After a slight upward adjustment, last month, steel prices in most parts of the world continued on their, now familiar, downward path in June.
The reduction in the MEPS Global Steel Price is the result of fallout from the collapse in the cost of iron ore as the mining companies made huge investments in new capacity. For this reason the substantial steel selling price reductions have not been a major disaster for the world’s steel manufacturers. A significant amount of the erosion in mill revenue has been offset by a substantial decrease in the cost of steelmaking raw materials.
In the steel sector, decreasing selling prices are no guarantee of a substantial upturn in demand – particularly in an oversupplied market. When steel prices start to slide, the buyers will often postpone ordering material in the hope that lower prices will develop in the future. Inventory building is reduced, which in turn creates no discernible improvement in market size in the short term.
In the United States, GDP growth has, once again been revised upwards. It now stands at minus 0.2 percent, for the first quarter of 2015. The Purchasing Manager’s Index (PMI for manufacturing) increased last month to 52.8 – a positive sign. The majority of buyers continue to purchase only for their immediate requirements. The prospects of a substantial steel price revival are poor. The threat of cheap overseas imports is ever present.
The Canadian steel market is still moving at a slow pace. Delivery lead times from the mills are shortening. The economy is weak. Substantial quantities of imports have already arrived at the ports. Steel inventories at the OEM’s are in decline. Service centre stocks are starting to return to normal levels.
Chinese finished steel output increased in May by approximately 2 percentage points, month-on-month. The domestic market is unable to utilise such an increase in tonnage. Exports have expanded by over 30 percent, year-on-year, in the first five months of 2015 but they are insufficient to take up the excess domestic supply. Some steel mills are reportedly making a loss of 300 yuan on each tonne of steel produced.
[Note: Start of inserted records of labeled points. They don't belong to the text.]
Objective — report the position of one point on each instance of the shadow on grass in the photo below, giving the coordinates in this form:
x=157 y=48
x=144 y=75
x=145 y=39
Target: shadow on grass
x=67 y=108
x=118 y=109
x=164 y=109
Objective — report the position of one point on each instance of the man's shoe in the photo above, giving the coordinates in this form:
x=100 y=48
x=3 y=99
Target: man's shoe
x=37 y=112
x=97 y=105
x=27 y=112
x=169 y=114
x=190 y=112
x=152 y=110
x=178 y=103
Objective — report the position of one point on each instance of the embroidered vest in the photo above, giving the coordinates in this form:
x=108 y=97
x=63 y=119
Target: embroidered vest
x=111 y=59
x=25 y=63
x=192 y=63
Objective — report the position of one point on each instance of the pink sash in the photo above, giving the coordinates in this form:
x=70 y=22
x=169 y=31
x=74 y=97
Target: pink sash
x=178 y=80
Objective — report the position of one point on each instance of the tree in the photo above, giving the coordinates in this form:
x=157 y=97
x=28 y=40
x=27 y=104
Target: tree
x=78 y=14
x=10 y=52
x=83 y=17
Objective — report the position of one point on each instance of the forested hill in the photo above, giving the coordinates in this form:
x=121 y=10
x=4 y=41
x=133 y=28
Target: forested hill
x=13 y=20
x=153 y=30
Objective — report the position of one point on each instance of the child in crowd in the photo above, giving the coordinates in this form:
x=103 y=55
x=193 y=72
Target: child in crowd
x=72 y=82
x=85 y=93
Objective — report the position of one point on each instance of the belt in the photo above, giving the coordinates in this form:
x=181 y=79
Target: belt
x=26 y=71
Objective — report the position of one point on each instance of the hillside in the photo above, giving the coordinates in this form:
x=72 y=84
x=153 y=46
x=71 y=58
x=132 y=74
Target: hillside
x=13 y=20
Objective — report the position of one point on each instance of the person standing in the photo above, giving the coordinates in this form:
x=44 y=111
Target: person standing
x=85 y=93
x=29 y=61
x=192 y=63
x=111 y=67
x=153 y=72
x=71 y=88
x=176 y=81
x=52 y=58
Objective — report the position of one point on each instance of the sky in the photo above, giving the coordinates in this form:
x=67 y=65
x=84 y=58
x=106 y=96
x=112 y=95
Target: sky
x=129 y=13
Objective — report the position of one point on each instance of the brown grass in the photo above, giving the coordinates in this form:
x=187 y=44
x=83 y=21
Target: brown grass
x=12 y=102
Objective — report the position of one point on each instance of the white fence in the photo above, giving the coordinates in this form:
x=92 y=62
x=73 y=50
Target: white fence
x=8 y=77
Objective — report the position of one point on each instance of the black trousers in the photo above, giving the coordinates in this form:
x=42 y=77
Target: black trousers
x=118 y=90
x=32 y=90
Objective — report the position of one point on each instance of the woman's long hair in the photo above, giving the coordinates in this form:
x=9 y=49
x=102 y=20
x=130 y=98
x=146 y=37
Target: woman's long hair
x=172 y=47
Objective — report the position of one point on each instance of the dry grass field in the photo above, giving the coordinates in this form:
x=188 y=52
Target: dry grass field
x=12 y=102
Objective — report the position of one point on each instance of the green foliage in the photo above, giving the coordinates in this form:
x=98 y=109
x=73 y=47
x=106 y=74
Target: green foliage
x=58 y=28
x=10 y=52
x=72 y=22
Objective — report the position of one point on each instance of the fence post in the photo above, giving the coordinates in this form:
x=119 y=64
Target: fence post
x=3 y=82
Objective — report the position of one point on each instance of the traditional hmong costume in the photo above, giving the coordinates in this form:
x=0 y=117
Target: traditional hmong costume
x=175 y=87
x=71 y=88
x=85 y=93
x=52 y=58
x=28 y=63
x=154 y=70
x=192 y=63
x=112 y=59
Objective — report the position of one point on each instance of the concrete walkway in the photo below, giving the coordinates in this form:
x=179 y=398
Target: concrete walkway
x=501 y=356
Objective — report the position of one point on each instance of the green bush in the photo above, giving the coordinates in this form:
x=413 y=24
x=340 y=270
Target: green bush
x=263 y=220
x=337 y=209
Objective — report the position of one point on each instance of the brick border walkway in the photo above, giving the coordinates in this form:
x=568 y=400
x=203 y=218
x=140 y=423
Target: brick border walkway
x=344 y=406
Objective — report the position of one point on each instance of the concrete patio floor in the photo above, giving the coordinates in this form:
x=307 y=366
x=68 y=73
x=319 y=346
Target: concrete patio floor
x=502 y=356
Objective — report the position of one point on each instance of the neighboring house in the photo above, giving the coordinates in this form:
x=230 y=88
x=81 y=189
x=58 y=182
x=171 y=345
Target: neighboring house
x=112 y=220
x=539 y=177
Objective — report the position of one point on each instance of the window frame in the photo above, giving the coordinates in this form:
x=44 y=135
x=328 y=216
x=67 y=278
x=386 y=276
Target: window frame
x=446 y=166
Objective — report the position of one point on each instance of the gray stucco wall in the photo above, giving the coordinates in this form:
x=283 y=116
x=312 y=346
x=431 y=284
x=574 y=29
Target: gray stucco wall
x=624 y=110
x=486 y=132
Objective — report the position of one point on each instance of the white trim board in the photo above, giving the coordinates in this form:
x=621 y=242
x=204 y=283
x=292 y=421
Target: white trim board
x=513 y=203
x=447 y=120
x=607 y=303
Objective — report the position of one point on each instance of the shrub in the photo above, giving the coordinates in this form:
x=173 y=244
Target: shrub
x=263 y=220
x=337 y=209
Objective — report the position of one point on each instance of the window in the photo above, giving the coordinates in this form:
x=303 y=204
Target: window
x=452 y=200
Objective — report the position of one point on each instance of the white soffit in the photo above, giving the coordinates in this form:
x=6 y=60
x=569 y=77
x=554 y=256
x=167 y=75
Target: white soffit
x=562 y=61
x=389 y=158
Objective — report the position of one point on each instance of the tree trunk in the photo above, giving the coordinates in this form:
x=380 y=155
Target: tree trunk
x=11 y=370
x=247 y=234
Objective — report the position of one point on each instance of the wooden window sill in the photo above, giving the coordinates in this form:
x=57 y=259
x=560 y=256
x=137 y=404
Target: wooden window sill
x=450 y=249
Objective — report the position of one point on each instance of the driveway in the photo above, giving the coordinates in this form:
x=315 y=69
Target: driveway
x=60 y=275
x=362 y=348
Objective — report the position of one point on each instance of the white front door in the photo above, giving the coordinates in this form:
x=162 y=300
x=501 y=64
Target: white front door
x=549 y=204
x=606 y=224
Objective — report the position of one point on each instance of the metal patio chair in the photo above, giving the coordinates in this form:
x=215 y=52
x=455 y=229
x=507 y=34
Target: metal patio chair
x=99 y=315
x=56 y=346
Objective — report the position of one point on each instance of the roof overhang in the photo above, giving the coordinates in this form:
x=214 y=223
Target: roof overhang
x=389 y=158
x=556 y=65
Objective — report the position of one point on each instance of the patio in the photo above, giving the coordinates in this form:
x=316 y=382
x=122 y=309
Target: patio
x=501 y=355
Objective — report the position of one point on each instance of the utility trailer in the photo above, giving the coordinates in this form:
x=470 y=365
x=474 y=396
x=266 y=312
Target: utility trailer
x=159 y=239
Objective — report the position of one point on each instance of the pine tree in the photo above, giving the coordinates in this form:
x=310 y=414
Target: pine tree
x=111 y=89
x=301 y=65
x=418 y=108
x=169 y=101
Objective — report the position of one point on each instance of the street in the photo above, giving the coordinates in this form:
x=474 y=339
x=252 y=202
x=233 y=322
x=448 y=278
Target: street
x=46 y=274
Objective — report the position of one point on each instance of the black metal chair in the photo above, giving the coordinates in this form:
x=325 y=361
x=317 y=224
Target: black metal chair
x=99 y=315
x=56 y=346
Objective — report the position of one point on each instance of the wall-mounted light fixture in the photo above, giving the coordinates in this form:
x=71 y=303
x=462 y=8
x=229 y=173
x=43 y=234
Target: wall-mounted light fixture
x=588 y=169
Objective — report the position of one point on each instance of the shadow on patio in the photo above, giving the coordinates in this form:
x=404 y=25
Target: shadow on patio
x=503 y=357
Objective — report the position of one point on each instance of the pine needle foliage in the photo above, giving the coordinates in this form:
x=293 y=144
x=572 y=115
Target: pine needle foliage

In Japan, the local currency has weakened recently. This should enable exporters of manufactured goods to be more competitive in global markets. Raw material input costs are, however, rising. Signs of a slight improvement in economic activity are on the horizon.
The South Korean Trade Commission recently responded to complaints about foreign imports of structural sections into the country by imposing anti-dumping duties on material from a range of suppliers. Seven mills were exempt when they agreed to lift selling values. Steel imports are on a decreasing path. In April, a year-on-year, reduction was reported, whilst, in May, the decrease was 11 percent.
The Taiwanese steel market has been influenced by price movements in China. Reinforcing bar list prices have been reduced. We detected very few positive vibes from the market this month.
The Czech and Slovak economic growth figures remain encouraging, with GNP figures in the first quarter at 2.9 and 3.9 percent, respectively. The Ukrainian crisis is weighing heavily on the fortunes of both countries. In Poland, the flat products sector has been quite steady this month.
Steel demand in Western Europe is holding up reasonably well. The mills are experiencing strong competition from imports. The European Commission has instigated an anti-dumping investigation against imports of cold rolled coil from China and Russia. Selling figures are under negative pressure in most member states.